(MoneyWatch) What is the single biggest factor driving stock prices? Conventional wisdom says earnings, or the European crisis, or Federal Reserve policy. But legendary investor Jeremy Grantham -- never one to follow conventional wisdom -- says the key driver is money managers' fear of losing their jobs. In his quarterly letter to clients, Grantham says this phenomenon is why the market fluctuates so widely even as economic growth stays in a relatively narrow range.
"The central truth of the investment business is that investment behavior is driven by career risk," writes Grantham, co-founder of Boston-based asset manager GMO. The prime directive among professional investors is "to keep your job," Grantham says, and the best way to do that is to "never, ever be wrong on your own." A great recent example is the tech boom: Money managers who recognized the bubble avoided tech stocks and so their performance lagged badly until the crash. The safer path was to go along for the ride -- sure they got creamed in the collapse, but so did everyone else.
As a result, professional investors pay ruthless attention to what other investors are doing. "The great majority 'go with the flow,' either completely or partially," says Grantham. "This creates herding, or momentum, which drives prices far above or far below fair price."
There are plenty of other inefficiencies in pricing the market, but career risk is by far the largest. Most important, it explains how stocks can be so volatile even as the economy, as measured by gross domestic product, remains remarkably stable.
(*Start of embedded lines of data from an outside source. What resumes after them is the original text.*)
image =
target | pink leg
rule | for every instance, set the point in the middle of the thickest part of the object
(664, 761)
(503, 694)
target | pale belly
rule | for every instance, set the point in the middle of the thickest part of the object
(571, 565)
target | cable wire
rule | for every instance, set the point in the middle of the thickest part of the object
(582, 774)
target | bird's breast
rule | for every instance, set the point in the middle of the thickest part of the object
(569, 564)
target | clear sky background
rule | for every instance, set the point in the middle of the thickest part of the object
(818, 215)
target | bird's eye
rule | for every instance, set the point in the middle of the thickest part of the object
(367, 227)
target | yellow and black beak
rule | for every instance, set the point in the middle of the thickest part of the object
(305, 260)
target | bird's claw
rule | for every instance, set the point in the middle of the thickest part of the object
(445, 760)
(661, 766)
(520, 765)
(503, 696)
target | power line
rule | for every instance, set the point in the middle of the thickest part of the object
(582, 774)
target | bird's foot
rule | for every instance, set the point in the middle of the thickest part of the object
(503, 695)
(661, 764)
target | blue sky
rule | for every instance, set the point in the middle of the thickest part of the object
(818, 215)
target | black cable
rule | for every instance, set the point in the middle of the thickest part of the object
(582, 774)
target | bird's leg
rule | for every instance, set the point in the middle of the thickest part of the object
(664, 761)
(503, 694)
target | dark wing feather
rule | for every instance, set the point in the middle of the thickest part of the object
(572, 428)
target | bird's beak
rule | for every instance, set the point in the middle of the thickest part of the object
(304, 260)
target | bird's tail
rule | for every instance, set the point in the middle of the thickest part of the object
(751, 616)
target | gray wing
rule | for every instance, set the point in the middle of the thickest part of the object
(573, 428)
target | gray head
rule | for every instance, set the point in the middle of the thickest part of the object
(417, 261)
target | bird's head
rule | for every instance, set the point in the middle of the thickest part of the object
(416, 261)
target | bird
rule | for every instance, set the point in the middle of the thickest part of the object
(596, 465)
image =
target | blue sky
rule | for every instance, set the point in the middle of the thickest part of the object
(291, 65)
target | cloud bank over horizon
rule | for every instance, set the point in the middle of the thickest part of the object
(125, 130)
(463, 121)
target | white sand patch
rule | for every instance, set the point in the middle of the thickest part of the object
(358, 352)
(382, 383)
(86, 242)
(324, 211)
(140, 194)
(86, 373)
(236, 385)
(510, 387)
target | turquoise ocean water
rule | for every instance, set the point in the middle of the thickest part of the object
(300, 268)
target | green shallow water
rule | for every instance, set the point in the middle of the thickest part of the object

See GMO's chart comparing the S&P 500 (red line) versus GDP (blue line) below.
The market moves 19 times more than is justified by the underlying economic engines, Grantham says, driven by career risk and a lack of long-term vision.
"Two-thirds of all corporate value lies out beyond 20 years," Grantham notes. "Yet the market often trades as if all value lies within the next 5 years, and sometimes 5 months."